SBN

Increase Kubernetes Reliability: A Best Practices Guide for Readiness Probes

Kubernetes, released by Google as an open source container orchestration system in 2014 under Apache License 2.0, is written in the programming language Go. Today, Kubernetes is maintained by the Cloud Native Computing Foundation (CNCF). It offers impressive flexibility, enabling organizations of all sizes to deploy, scale, and manage production grade, containerized workloads. Kubernetes can be deployed on a variety of infrastructure providers such as AWS, Azure, Google Cloud, and even on-premise data centers. It’s also quite complex and introduces a lot of unfamiliar terms and technologies for development and platform teams to learn.

Readiness probes and  liveness probes are two terms you need to understand as you begin deploying more mature applications to Kubernetes. This guide discusses running readiness probes in Kubernetes clusters as a kind of health check to determine whether a container is ready to serve traffic. When a container is ready, the Kubernetes API will route traffic to it. If a container is not ready, Kubernetes will not route traffic to it. When you ensure that only healthy containers are serving traffic, it can significantly improve the reliability of your applications.

Importance of Kubernetes probes

If you’re using Kubernetes, it’s partly because you want your apps and services to be reliable, available, and scalable. That doesn’t always happen. Sometimes apps and services fail due to temporary connection issues, configuration errors, missing dependencies, or application errors. Although you need to know why the application became unreliable, you also need to know if an issue has occurred or is occurring. Probes can help you troubleshoot Kubernetes by monitoring applications and services for issues. Even better, they can also help you plan and  manage resources by showing you when an application is experiencing resource contention.
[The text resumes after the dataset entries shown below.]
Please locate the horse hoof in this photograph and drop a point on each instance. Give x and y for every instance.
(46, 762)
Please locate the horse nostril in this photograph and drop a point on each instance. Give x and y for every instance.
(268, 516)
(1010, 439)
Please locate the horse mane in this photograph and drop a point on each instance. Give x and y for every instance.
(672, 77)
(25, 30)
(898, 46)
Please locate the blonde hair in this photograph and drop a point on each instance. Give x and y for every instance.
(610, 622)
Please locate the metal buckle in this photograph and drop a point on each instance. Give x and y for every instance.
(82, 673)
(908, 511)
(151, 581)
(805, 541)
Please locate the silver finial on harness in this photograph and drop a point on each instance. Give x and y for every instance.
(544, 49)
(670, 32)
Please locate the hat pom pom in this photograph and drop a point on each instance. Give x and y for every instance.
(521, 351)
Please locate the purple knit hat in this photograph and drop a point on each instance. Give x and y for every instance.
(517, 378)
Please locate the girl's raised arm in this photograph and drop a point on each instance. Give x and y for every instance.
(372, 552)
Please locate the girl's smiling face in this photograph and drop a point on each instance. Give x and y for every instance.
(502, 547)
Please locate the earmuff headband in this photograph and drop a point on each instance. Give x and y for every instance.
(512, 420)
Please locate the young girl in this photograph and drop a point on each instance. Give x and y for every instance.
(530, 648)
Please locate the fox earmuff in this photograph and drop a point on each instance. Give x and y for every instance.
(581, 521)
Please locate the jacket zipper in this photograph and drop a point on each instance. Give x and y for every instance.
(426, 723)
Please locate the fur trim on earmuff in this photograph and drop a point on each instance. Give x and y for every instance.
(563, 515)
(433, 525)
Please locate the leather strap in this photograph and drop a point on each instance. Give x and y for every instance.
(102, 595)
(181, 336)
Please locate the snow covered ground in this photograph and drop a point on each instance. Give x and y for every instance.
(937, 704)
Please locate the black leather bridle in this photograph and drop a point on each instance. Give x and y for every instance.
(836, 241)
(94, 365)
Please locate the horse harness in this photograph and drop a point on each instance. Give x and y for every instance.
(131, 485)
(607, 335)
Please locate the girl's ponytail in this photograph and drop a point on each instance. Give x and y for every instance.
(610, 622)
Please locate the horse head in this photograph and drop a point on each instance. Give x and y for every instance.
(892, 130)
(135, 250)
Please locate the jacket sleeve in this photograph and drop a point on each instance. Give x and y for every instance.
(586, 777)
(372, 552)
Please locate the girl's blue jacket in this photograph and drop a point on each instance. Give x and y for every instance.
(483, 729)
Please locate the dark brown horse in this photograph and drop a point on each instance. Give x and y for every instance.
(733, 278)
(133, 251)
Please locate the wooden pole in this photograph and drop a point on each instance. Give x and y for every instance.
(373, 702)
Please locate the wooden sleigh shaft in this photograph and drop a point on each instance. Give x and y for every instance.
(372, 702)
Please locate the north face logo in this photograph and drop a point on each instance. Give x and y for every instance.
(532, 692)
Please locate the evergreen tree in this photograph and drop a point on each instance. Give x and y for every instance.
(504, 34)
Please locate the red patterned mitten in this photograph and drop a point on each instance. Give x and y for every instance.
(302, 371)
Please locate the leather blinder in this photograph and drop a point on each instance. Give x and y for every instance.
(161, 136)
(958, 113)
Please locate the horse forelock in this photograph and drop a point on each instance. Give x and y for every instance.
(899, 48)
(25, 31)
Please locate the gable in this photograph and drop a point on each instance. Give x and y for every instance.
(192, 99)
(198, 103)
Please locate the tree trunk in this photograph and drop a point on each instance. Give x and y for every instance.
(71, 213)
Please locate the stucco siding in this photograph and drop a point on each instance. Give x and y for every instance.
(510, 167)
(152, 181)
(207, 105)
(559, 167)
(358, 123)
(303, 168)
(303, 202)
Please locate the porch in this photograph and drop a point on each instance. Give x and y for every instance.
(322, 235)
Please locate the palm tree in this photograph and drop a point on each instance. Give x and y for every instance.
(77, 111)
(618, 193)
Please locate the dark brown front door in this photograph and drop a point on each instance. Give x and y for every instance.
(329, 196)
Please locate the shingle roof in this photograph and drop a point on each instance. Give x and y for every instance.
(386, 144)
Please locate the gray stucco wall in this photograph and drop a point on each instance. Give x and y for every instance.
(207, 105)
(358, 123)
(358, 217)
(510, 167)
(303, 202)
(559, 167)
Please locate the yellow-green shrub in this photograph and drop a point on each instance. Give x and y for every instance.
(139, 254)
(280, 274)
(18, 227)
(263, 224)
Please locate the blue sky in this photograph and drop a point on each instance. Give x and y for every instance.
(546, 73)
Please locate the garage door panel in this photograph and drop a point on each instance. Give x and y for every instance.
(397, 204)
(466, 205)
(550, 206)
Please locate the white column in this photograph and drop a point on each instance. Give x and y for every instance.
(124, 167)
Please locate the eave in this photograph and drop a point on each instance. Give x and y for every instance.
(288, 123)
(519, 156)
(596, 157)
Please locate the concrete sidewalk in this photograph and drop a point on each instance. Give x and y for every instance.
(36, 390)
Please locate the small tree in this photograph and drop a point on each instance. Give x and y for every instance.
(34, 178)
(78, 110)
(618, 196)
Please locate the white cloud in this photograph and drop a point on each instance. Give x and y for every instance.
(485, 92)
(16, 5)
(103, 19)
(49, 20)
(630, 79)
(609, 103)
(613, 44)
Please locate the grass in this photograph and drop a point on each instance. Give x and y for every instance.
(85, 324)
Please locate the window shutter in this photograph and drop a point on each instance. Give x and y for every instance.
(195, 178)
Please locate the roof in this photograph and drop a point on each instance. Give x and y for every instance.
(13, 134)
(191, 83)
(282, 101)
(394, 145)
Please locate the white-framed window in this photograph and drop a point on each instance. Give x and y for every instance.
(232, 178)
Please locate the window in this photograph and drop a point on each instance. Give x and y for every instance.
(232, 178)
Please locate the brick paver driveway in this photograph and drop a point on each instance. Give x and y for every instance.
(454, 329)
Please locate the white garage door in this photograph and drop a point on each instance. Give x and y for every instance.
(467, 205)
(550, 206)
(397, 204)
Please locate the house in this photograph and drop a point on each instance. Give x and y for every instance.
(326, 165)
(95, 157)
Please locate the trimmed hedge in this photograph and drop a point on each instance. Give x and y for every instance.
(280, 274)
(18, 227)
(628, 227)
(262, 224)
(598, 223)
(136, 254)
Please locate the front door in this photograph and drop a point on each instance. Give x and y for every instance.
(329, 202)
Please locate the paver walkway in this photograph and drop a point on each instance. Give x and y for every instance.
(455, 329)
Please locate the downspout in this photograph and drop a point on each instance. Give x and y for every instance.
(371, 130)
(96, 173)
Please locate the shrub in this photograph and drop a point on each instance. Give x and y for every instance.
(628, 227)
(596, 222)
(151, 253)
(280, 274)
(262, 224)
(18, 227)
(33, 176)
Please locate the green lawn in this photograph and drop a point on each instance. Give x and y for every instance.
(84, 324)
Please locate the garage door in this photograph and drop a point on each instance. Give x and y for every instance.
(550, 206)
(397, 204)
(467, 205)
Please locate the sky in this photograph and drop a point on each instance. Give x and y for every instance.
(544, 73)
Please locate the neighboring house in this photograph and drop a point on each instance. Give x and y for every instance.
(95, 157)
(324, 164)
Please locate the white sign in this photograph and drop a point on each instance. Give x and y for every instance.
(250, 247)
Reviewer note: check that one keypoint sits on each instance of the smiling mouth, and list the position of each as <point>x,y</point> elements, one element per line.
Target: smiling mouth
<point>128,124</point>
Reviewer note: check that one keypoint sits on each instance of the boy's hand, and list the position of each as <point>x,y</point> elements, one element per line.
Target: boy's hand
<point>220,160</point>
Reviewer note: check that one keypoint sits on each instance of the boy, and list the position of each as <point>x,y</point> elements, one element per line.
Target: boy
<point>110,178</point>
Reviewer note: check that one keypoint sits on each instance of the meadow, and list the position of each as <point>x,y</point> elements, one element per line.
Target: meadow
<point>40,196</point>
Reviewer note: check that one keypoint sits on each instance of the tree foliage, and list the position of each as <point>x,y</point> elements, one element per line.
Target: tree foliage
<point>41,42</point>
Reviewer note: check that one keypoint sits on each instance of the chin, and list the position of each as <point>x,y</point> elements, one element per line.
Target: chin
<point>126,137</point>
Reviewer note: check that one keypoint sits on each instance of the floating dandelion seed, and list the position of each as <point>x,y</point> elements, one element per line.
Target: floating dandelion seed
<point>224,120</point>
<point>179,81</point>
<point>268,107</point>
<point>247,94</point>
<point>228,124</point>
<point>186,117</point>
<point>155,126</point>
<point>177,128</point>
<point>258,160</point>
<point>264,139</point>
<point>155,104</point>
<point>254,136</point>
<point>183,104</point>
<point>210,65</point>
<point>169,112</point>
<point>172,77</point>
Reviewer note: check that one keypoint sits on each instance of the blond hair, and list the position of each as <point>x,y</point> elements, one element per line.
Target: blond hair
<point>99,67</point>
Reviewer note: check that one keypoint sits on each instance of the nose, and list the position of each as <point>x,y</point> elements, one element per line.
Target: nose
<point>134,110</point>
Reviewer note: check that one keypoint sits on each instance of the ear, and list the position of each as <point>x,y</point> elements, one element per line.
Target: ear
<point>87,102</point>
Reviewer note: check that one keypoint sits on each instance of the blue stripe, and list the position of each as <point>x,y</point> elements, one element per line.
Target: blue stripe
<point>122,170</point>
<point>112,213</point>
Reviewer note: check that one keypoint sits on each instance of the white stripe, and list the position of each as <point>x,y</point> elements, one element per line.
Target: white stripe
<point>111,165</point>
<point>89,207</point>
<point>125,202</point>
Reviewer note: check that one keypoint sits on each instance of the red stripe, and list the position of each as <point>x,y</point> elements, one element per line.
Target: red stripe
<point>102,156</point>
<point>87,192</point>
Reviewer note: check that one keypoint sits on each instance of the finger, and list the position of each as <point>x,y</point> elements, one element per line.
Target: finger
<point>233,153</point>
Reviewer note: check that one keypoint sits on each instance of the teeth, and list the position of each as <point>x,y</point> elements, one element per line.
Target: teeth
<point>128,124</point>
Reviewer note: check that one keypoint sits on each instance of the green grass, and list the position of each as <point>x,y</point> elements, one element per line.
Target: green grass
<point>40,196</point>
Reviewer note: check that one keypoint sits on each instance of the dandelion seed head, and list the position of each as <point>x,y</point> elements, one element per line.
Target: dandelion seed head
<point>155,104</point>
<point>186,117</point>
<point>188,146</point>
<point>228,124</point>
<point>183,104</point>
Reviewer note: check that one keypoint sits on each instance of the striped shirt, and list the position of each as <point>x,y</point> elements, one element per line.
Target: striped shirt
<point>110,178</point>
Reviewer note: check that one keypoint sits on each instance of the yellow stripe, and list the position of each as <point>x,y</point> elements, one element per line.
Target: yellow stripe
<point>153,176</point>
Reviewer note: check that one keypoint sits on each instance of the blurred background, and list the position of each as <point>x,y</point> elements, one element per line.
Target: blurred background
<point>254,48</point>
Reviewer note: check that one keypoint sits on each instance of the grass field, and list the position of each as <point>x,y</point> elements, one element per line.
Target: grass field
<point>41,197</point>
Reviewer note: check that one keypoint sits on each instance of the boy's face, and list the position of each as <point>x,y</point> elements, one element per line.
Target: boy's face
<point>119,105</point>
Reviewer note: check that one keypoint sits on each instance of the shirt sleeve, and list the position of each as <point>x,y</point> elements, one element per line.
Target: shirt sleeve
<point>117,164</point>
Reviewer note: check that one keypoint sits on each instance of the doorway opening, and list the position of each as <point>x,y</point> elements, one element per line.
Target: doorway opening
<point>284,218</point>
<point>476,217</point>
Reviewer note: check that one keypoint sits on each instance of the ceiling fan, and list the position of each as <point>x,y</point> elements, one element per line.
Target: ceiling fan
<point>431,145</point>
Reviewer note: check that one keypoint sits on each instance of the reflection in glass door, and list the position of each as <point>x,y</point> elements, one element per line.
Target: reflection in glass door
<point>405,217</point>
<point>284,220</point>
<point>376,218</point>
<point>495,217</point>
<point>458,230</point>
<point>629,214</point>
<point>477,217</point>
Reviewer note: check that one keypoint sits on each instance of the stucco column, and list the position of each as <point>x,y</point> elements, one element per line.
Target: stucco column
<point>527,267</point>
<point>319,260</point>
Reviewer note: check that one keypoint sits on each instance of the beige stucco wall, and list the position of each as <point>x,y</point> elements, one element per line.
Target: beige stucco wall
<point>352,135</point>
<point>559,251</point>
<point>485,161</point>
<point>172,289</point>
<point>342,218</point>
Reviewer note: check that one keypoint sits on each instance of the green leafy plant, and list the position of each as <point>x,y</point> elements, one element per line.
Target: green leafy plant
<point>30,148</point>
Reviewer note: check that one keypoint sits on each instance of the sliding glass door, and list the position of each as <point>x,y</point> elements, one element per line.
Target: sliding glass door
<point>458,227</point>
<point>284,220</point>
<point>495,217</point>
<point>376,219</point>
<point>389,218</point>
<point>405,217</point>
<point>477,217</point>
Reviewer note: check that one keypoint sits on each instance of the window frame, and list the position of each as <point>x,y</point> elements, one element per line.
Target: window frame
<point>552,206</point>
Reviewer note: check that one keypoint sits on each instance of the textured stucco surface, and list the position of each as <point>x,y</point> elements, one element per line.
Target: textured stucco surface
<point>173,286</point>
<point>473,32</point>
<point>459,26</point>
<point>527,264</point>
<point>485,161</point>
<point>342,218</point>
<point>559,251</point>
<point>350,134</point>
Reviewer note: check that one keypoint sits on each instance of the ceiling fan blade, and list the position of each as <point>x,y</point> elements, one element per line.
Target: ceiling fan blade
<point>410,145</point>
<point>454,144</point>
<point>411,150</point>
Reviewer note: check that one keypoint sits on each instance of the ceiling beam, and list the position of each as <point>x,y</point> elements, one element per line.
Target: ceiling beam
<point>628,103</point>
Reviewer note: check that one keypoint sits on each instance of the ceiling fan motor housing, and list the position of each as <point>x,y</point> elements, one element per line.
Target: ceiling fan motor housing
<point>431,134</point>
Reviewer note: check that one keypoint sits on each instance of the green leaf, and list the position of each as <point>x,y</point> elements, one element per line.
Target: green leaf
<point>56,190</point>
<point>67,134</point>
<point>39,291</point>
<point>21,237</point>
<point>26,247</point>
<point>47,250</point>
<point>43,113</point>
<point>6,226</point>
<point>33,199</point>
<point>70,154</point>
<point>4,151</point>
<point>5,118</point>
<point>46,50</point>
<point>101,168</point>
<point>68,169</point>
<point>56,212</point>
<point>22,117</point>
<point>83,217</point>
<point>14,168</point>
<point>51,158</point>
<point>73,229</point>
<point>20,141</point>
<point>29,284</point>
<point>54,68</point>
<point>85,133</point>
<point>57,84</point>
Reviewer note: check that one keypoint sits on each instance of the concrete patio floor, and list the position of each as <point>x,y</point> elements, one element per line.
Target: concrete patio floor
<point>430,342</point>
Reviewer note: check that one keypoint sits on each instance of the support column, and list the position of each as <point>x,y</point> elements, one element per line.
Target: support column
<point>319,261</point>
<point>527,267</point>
Probes are an excellent way to periodically check the health of an application. You usually configure readiness checks and liveness checks (among others) using the command-line client or a YAML deployment template in the spec.containers.readinessprobe attribute of the pod configuration. The three types of probes in Kube are:

  • Startup probes: Verify whether an application within a container has started. It is executed only at startup. If a container fails this probe, the container is killed and follows the restartPolicy for the pod. You can configure startup probes in the spec.containers.startupProbe attribute. A significant reason to include startup probes is because some legacy applications require additional startup time when first initialized, which can make it difficult to set liveness probe parameters. Make sure you use the same protocol as the application when you configure a startupProbe— and ensure the failureThreshold * periodSeconds is long enough to cover the worst case startup time. 

  • Readiness probes: Verify that a Docker container is ready to serve requests. If the probe returns a failed state, Kubernetes removes the IP address for the pod from the endpoints of all services. Readiness probes enable you to advise Kubernetes that a running container should not receive traffic until additional tasks are completed. Those tasks include loading files, warming caches, and establishing network connections. The location to configure readiness probes is in the spec.containers.readinessProbe attribute for the pod configuration. These probes must be run periodically, with that period defined by the periodSeconds attribute.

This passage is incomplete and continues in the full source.